The NoSQL Aggregate Data Model



The aggregate data model is based on the idea that elements of a complex objects are often manipulated in a related fashion (Sadalage & Fowler, 2012). These aggregates are in part a solution to the object-relational impedance mismatch problem. By saving the object that exists within an application in a similar fashion within the database, it greatly simplifies saving and loading of that information. Relationships between aggregates is maintained by links. This allows the manipulation of one aggregate (a customer for example) be independent from a related aggregate (like an order). This linkage is somewhat similar to the relationships in the relational model, but differs in that the things being related are potentially of much higher complexity.

Within a document database, such as MongoDB, Binary JavaScript Object Notation (BSON) is used to store aggregates (Kaur & Rani, 2013). MongoDB supports the creation of an index to increase the speed of execution of a query. Documents within MongoDB are essentially serialized versions of classes, and in turn aggregates. MongoDB supports composition and associations. Composition is when one aggregate is embedded within another. An association is a link, as mentioned earlier. It is possible to query MongoDB to retrieve a particular field, or element of an aggregate (MongoDB Inc, n.d.). For example, consider an aggregate that represents a customer. The customer has a name, age, and address. It is possible to query all customers and project only the name and age fields.

The benefits of an aggregate data model is that allows for easy mapping to the object model within an application. If the object model is well constructed, the data model will be also. It also provides a reasonable partitioning mechanism, as the elements within an aggregate are closely related and should be stored physically close to each other. Another advantage of the aggregate data model is that retrieval of a given aggregate is simplified compared to that of the relational model. In the relational model, a transformation is often required to construct the object the calling application requires. Within the aggregate model, that work is not required.

A negative of the aggregate data model is that there are not abstraction layers, similar to views in the relational model. The consumer of an aggregate data model typically interacts directly with the data store. If the aggregate changes it is the responsibility of the consumer of the data to adjust to those changes. Additionally, I have firsthand experience attempting to retrieve information from an aggregate data model in a way that was not intended by the designers of the data model. In some systems, it is necessary to retrieve every entire document to perform analytics.

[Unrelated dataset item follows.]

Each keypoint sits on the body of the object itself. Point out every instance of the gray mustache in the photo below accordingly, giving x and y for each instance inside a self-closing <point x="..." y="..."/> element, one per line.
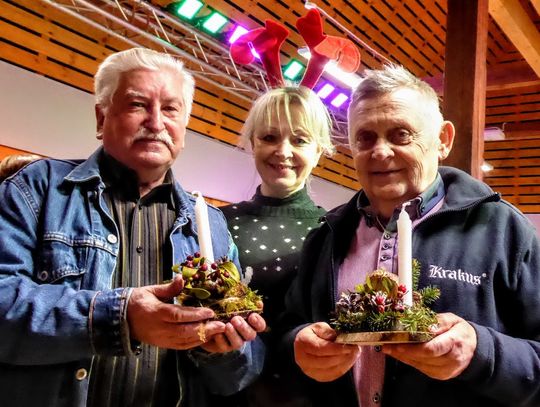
<point x="163" y="136"/>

I have worked with NoSQL databases in the past. The term aggregate data model was not used, but the concept is valid. Typically, individuals refer to the database’s JSON, rather than an abstract concept. MongoDB refers to the concept as a “denormalized” model (Anonymous, n.d.). When the term aggregate is used, it typically relates to the analytical operation. This is yet another example of the lack of standardization within the NoSQL database space.

References
Anonymous. (n.d.). Data Model Design. Retrieved from https://docs.mongodb.com/manual/core/data-model-design/
Kaur, K., & Rani, R. (2013, 6-9 Oct. 2013). Modeling and querying data in NoSQL databases. Paper presented at the Big Data, 2013 IEEE International Conference on.
MongoDB Inc. (n.d.). Project Fields to Return from Query. Retrieved from https://docs.mongodb.com/manual/tutorial/project-fields-from-query-results/
Sadalage, P. J., & Fowler, M. (2012). NoSQL distilled: a brief guide to the emerging world of polyglot persistence: Pearson Education.